Hace apenas unas semanas, cuando el príncipe Salman bin Abdelaziz al Saud ascendió al trono del Reino de Arabia Saudita, los medios de comunicación occidentales se hicieron eco de los espectaculares cambios institucionales anunciados por el nuevo monarca. No, no se trataba de medidas innovadoras, destinadas a reformar o modernizar el régimen autocrático impuesto por la Casa de Saud, sino de una simple reorganización administrativa. Detalle interesante: el guardián de las dos mezquitas sagradas, título que ostenta el jefe de la Casa Real, decidió relevar de su cargo al jefe de los todopoderosos servicios de inteligencia, el príncipe Jaled bin Bandar; al secretario del Consejo de Seguridad Nacional y exembajador en Washington, el príncipe Bandar bin Sultan; así como a los imanes que dirigían el Ministerio de Justicia y la policía religiosa.
¿Terremoto o simple tormenta en un vaso de agua? Aparentemente se trata de una cuestión dinástica; el rey Salman trata de prescindir de los incondicionales de su hermanastro, el recién fallecido rey Abdalá, para dar paso a familiares directos. En clave sociopolítica, ello se traduce por un notable retroceso, ya que el nuevo monarca pertenece al ala más conservadora de la dinastía saudí.
Mientras algunos politólogos occidentales se limitan a comentar el papel preponderante desempeñando por los sauditas frente a la creciente amenaza del chiísmo iraní, otros procuran destacar la postura ambivalente de Riad, que participa en la guerra contra el Estado Islámico, empleando al mismo tiempo ingentes cantidades de dinero para proyectar la imagen del islamismo radical tanto en los países musulmanes como en el viejo continente. Uno de los pilares de este operativo habrá sido, en las últimas décadas, el príncipe Salman, es decir, el actual monarca.
Según informes elaborados por la Organización de las Naciones Unidas (ONU), la justicia estadunidense y los servicios de inteligencia occidentales, durante las décadas de 1980 y 1990, Salman se dedicaba a centralizar la ayuda financiera saudí destinada a Al-Qaeda, tanto en Afganistán como en Bosnia. Los envíos de fondos se efectuaban a través de distintas asociaciones benéficas creadas o presididas por multimillonarios saudíes.
En la década de 1990, durante la guerra de los Balcanes, el príncipe ostentó el cargo de Alto Comisionado Saudí para la ayuda a Bosnia Herzegovina, organismo internacional que, según los expertos de la ONU, transfirió 120 millones de dólares a la Third World Relief Agency, una asociación fundada por el príncipe que financiaba a Al Qaeda. Los funcionarios de la ONU encargados de supervisar las cuentas de la oficina saudí estiman que los fondos no se emplearon para fines humanitarios.

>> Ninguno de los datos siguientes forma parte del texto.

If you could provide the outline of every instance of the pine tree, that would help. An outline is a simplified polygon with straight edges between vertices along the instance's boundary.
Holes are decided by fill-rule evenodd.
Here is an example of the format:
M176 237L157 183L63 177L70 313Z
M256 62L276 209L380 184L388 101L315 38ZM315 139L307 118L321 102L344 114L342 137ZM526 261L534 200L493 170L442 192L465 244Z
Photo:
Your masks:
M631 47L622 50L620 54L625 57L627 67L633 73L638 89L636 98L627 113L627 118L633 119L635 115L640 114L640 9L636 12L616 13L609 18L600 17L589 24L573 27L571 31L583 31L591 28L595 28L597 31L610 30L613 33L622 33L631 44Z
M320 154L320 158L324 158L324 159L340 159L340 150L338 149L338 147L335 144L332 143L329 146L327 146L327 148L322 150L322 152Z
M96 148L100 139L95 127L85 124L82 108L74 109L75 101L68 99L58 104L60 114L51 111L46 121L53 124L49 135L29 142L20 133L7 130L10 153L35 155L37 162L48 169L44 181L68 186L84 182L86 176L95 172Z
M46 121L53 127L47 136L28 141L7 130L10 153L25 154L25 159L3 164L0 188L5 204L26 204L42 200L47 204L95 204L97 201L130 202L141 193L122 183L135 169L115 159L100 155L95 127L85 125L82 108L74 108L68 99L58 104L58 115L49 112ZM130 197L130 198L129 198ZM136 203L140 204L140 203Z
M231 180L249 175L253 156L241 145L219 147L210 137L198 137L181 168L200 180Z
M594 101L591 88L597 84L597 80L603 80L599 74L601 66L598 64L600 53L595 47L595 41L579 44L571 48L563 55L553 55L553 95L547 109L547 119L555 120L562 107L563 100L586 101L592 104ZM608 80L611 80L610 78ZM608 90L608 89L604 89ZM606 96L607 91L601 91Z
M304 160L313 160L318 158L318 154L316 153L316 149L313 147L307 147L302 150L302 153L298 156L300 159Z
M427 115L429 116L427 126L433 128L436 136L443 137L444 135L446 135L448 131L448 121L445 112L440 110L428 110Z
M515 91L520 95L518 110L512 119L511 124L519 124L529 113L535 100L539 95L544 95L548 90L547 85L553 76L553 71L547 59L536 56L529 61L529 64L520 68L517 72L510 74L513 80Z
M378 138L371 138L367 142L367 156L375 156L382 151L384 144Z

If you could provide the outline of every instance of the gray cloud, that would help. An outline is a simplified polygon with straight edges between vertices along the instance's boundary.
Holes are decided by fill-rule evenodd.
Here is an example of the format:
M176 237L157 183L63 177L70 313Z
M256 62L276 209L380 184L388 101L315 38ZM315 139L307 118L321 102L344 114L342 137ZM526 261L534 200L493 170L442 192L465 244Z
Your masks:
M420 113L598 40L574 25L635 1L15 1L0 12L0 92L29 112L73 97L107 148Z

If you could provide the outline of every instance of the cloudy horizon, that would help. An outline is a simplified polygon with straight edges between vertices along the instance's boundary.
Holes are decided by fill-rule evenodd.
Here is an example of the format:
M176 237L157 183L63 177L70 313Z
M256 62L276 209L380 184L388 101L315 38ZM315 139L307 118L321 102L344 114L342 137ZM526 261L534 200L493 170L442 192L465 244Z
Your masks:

En mayo de 1997, los militares franceses destacados en Bosnia advirtieron que el Alto Comisionado Saudí utilizaba la cobertura de la ayuda humanitaria para fomentar la islamización de Bosnia y radicalizar a la juventud. El periodista galo Roland Jacquard, que tuvo acceso al documento, aseguró que se trataba una estratagema destinada a establecer la plataforma idónea para las acciones de Al Qaeda en Europa.
Aun así, los servicios de seguridad estadunidenses respetaron el estatuto diplomático del Alto Comisionado Saudí en Bosnia hasta el 11 de septiembre de 2001. En un registro llevado a cabo poco después de los atentados de Nueva York, los estadunidenses encontraron de la poco diplomática sede directrices para la falsificación de los pases del Departamento de Estado y, ¡ay!, apuntes relativos a conversaciones con Osama bin Laden.
No hay que extrañarse, pues, que el presidente Barack Hussein Obama haya decidido precipitarse a rendir pleitesía a su aliado Salman. Con amigos así, más vale ser prudente. Con aliados así, la tan cacareada guerra contra el Estado Islámico podría convertirse en una perpetua pesadilla.